16 tahun hidupnya, mana pernah coba diisi kisah romantik seperti rekan-rekannya yang lain? Leia bahkan belum cukup dewasa untuk bisa menentukan keputusan apalagi pendapatnya sendiri. Pikirannya terus bergemuruh, runyam, dan tak berujung. Terkadang, pikirannya membuatnya seperti orang bodoh. Menyerah untuk menyuarakan pendapatnya, mencegatnya untuk berhenti membuat keputusan, dan tidak tahu akan dibawa ke mana lagi jika Ia tidak juga sadar akan pikirannya yang terus-terusan menjadi poros yang menghancurkan. Baginya, hidupnya ini seperti tidak ada yang berharga kecuali keluarga dan teman yang meskipun teman saja tidak punya. Betapa mirisnya hidup Leia itu?
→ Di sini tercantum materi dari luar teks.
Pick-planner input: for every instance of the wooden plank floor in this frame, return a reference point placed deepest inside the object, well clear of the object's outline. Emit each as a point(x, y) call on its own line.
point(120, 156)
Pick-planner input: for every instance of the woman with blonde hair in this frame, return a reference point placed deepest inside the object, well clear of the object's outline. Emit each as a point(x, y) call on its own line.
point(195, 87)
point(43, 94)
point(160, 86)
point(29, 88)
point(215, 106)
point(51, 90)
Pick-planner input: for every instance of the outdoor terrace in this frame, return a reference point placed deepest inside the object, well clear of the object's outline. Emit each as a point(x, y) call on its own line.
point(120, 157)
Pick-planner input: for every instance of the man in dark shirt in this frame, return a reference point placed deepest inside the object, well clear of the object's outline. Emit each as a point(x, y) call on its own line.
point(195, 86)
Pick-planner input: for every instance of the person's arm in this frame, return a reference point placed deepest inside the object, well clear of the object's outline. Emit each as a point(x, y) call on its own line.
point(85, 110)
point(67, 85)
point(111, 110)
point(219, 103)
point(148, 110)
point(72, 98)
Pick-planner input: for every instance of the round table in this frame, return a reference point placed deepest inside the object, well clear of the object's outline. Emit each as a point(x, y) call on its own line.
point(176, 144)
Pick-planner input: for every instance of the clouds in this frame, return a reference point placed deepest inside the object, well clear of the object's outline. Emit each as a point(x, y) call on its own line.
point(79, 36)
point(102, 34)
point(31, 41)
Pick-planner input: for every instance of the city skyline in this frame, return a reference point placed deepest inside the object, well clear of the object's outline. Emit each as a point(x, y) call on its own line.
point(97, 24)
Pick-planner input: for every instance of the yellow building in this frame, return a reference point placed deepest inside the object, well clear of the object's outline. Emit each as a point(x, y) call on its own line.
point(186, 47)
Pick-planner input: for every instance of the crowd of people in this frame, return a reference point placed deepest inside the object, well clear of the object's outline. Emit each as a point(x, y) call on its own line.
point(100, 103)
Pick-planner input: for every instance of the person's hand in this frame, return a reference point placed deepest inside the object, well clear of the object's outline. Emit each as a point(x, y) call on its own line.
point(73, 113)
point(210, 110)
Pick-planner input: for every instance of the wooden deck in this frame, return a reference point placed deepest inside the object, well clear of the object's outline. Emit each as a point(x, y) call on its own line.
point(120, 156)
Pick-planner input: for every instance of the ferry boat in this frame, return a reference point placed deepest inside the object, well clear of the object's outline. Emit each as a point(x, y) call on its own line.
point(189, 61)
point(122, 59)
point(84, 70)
Leia bingung sekali. Ada apa sebenarnya dengan pikirannya ini? Ingin membuatnya bodoh atau bagaimana? Leia juga ingin bisa berbincang dengan teman mengobrolnya tanpa perlu bertanya pada diri sendiri seperti, “Harus aku jawab apa ya, ini?” Leia juga ingin pikirannya tidak terus untuk berpikir, tolong rehatlah sejenak. Karena buat apa berpikir jika nantinya tidak ada yang bisa dikeluarkan dari pikirannya?
Kata Leia, hidupnya, khususnya pikirannya itu selalu negatif, tidak bisa berpikir bijaksana, selalu ingin berkata yang mungkin bisa menyakitkan seseorang, tidak bisa menemukan kata yang pas untuk dilontarkan, tidak bisa berpikir dengan cepat, dan banyak lagi. Pikirannya terus mencoba untuk bekerja yang malah membuat otak Leia penuh, berat, dan tidak nyaman. Leia tidak tahu harus bagaimana lagi.
Leia, juga tidak tahu, sebenarnya apa yang dia sukai itu? Leia tidak tahu genre musik apa yang dia suka. Leia tidak tahu buku apa yang dia suka. Leia tidak tahu pelajaran apa yang dia suka. Bahkan, Leia tidak tahu apakah dia bisa merasakan ‘rasa’ atau tidak. Leia tidak tahu apapun. Leia, jati dirinya, seperti kehilangan.
Leia tidak tahu, bagaimana diri dia sebenarnya.